Ansar Dine, fondé par le Touareg Iyad Ag Ghaly, s'est joint en 2017 à plusieurs autres groupes armés pour créer le Groupe de soutien à l'islam et aux musulmans (GSIM), affilié à Al-Qaïda et qui a revendiqué la plupart des principaux attentats au Sahel.

Souleymane Keïta aurait combattu aux côtés d'Iyad Ag Ghaly dans le nord après le début des rébellions indépendantistes et islamistes en 2012. Après l'intervention militaire à l'initiative de la France en janvier 2013, il aurait créé sa katiba dans le sud, sa région d'origine.

Selon l'accusation, Iyad Ag Ghaly et Souleymane Keïta avaient pactisé pour que ce dernier s'emploie à imposer la charia dans le sud. Ansar Dine aurait soutenu financièrement la katiba Khaled Ibn al-Walid.

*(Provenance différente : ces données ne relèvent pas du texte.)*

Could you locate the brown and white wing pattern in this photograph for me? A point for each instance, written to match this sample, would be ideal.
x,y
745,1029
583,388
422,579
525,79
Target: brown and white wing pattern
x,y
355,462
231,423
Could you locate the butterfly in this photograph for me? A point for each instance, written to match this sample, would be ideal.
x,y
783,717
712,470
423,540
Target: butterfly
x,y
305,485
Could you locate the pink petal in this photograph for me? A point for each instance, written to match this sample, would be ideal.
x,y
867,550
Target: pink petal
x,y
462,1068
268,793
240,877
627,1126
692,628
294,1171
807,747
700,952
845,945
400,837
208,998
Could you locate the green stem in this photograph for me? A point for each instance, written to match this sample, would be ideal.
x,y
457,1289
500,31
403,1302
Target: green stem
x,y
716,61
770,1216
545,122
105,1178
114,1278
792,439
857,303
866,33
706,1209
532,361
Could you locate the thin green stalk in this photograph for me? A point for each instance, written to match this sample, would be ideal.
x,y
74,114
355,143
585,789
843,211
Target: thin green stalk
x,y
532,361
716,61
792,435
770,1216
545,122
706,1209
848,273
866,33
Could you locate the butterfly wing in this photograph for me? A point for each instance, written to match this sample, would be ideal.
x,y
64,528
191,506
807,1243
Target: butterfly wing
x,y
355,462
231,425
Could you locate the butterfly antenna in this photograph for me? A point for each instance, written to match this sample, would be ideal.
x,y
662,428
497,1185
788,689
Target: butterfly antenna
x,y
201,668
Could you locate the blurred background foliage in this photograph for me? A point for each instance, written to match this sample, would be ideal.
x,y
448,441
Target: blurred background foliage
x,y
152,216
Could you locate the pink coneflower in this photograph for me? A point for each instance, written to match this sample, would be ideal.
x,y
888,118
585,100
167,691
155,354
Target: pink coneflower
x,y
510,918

- Coopération transfrontalière -

Cette dernière comptait environ 200 membres, disait un responsable sécuritaire au moment de l'arrestation de Souleymane Keïta en 2016.

L'accusation reprochait aux accusés des attaques et des saccages à Fakola et Misseni, près de la frontière ivoirienne. Un gendarme avait été tué. D'autres actes terroristes leur ont été imputés au Mali et dans sa capitale, sans guère plus de précision.

Le combat de Souleymane Keïta ne connaissait pas de frontière. Le cheveu rare et grisonnant, il a expliqué à la barre qu'il avait approché les deux co-accusés présents pour monter des "opérations d'envergure".

Boubacar Sawadogo, 51 ans, et Moussa Maïga, 33 ans, appartenaient à la "branche d'Ansar Dine" au Burkina, leur pays d'origine, a-t-il dit. Boubacar Sawadogo avait lui-même été enrôlé par Ansar Dine dans le nord du Mali avant de rentrer chez lui, selon l'accusation.

"Je ne suis pas terroriste, je mène le jihad à la frontière entre Mali, Burkina et Côte d'Ivoire au nom d'Ansar Dine", a proclamé Souleymane Keïta au cours de ce procès achevé en quatre heures.

On ignore pourquoi les autres accusés étaient absents. Certains ont été libérés, a dit le principal d'entre eux.

Comme cela fut le cas fin octobre au procès d'une autre figure jihadiste, le Mauritanien Fawaz Ould Ahmed, également condamné à mort, l'incertitude a subsisté jusqu'au bout quant à la présence de Souleymane Keïta à l'audience. 

Les spéculations ont porté sur la possibilité qu'il ait été relâché dans le cadre du récent échange controversé entre 200 jihadistes et prisonniers d'une part, et quatre otages dont la Française Sophie Pétronin de l'autre.

Huit ans après le début des insurrections, le Mali pauvre et enclavé est pris dans une tourmente de violences jihadistes et intercommunautaires qui ont fait des milliers de morts. Elles se sont propagées au centre du pays, au Burkina Faso et au Niger. Le sud est davantage préservé, mais l'inquiétude demeure d'une extension du phénomène jusqu'au golfe de Guinée.